PolskaWojciech Olejniczak: w SLD nie ma miejscach dla tych, którzy zeszli z przyzwoitej ścieżki

Wojciech Olejniczak: w SLD nie ma miejscach dla tych, którzy zeszli z przyzwoitej ścieżki

W polityce muszą być osoby, które nie myślą tylko o sobie, ale przede wszystkim o tym, co dobrego można zrobić dla ludzi. Niektórzy schodzą z tej przyzwoitej ścieżki i przechodzą do działania niezgodnego z prawem. Dla takich ludzi nie ma miejsca w polityce, nie ma też w SLD – powiedział lider SLD Wojciech Olejniczak w audycji "Sygnały Dnia".

20.12.2006 11:07

Joanna Lichocka: Dzień dobry, panie marszałku. Leszek Pogan, były wojewoda w rządzie SLD i działacz SLD, skazany na siedem lat więzienia za korupcję. Również jego dwóch kolegów z SLD zostało skazanych odpowiednio na inne wyroki.
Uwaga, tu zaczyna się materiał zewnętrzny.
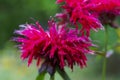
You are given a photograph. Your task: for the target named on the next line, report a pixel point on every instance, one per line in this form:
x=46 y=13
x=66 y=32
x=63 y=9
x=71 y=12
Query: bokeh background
x=16 y=12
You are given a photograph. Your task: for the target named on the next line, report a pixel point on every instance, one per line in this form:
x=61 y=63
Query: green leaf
x=41 y=76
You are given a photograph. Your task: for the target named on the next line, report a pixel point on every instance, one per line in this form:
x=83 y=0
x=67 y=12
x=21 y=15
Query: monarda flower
x=58 y=46
x=91 y=14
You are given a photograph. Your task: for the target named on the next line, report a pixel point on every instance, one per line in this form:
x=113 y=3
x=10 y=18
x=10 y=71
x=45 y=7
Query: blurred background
x=16 y=12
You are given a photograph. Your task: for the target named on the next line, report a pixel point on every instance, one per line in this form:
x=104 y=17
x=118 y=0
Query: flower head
x=58 y=46
x=91 y=14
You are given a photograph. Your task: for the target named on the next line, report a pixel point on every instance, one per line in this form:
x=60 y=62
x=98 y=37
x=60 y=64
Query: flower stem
x=63 y=74
x=52 y=77
x=105 y=59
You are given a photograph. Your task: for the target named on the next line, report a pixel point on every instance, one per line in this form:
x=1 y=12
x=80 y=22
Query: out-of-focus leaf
x=109 y=53
x=41 y=76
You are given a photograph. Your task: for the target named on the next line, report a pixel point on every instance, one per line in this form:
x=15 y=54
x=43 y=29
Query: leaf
x=41 y=76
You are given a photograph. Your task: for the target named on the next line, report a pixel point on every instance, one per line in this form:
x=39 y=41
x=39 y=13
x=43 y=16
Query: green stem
x=63 y=74
x=105 y=60
x=52 y=77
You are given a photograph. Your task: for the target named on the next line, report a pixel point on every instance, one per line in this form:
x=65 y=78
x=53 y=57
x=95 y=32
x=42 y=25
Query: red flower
x=58 y=46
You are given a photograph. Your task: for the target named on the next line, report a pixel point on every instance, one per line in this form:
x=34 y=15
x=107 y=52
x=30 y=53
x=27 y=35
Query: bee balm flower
x=58 y=46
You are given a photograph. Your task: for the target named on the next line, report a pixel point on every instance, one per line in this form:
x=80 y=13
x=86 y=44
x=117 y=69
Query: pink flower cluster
x=59 y=45
x=91 y=14
x=62 y=45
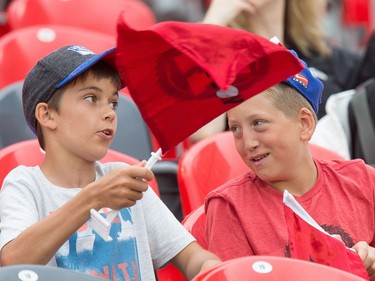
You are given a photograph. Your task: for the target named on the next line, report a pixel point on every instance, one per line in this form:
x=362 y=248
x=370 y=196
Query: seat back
x=195 y=223
x=266 y=268
x=21 y=49
x=205 y=166
x=29 y=153
x=133 y=136
x=95 y=15
x=28 y=272
x=13 y=127
x=212 y=162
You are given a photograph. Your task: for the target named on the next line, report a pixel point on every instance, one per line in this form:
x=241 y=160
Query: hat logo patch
x=232 y=91
x=81 y=50
x=299 y=78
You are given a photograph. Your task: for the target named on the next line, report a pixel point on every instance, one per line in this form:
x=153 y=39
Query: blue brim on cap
x=83 y=67
x=307 y=85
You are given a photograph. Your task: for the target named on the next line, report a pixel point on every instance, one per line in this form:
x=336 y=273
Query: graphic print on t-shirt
x=86 y=251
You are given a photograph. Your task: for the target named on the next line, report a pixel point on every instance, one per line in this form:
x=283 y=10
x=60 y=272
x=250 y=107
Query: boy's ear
x=44 y=116
x=307 y=122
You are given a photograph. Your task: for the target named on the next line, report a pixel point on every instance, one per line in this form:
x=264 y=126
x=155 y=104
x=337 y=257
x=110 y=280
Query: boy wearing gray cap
x=70 y=100
x=271 y=132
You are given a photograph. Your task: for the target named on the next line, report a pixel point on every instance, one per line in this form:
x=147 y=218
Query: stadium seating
x=267 y=268
x=27 y=272
x=20 y=49
x=97 y=15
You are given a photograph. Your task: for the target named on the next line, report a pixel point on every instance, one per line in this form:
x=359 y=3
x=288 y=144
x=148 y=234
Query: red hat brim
x=174 y=70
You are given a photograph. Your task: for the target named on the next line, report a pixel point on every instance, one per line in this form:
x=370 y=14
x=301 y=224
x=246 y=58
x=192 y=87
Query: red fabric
x=174 y=70
x=310 y=244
Cóż, czas płacenia rachunków za rządy?

Wojciech Olejniczak: Nie, to był ten okres, kiedy źle się działo w Opolu, ci panowie od dawna, dawna nie są członkami Sojuszu Lewicy Demokratycznej, a ich postawa, jeżeli to miało miejsce, a sąd to wykazał, jest godna największego potępienia i ja to czynię. Nie ma miejsca dla takich ludzi w polityce, to nie ma nic wspólnego z pracą na rzecz ludzi, trzeba od tego się odcinać, potępić, to się zdarza, niestety.

To dotyczyło właściwie całej organizacji, całego kierownictwa organizacji opolskiej SLD, prawda, ówczesnej.

- Ówczesnej, tak.

Czuje pan satysfakcję?

- Nie, nie czuję pewnego rodzaju, tak jak powiedziałem... Musi być pewna sprawiedliwość i w polityce muszą być osoby, które nie myślą o sobie, a myślą przede wszystkim o tym, co dobrego można zrobić dla ludzi. Jak widać, niektórzy schodzą z tej przyzwoitej ścieżki i przechodzą do działania niezgodnego z prawem, niezgodnego z regułami, niezgodnego tak naprawdę z również duchem społecznika.

W SLD to nie tylko był przypadek Opola, paru innych znanych polityków ma zarzuty prokuratorskie albo po prostu już siedzi. Ktoś mógłby zakpić trochę złośliwie, że w ten sposób dokonuje się weryfikacja kadr w SLD, że ponieważ SLD samo nie bardzo umie sobie z tym poradzić, robi to wymiar sprawiedliwości.

- Nie, to SLD z takimi przypadkami radziło sobie i radzi, jeżeli one występują. Teraz na szczęście ostatnio takich zdarzeń nie mieliśmy, nie ma takich zdarzeń.

Ostatnio była Aleksandra Jakubowska.

- Nie mieliśmy takich zdarzeń i tak jak powiedziałem, w każdym tego typu przypadku rozliczenie musi być natychmiastowe i nie ma miejsca dla takich ludzi w polityce i nie ma miejsca dla takich ludzi, oczywiście, w SLD.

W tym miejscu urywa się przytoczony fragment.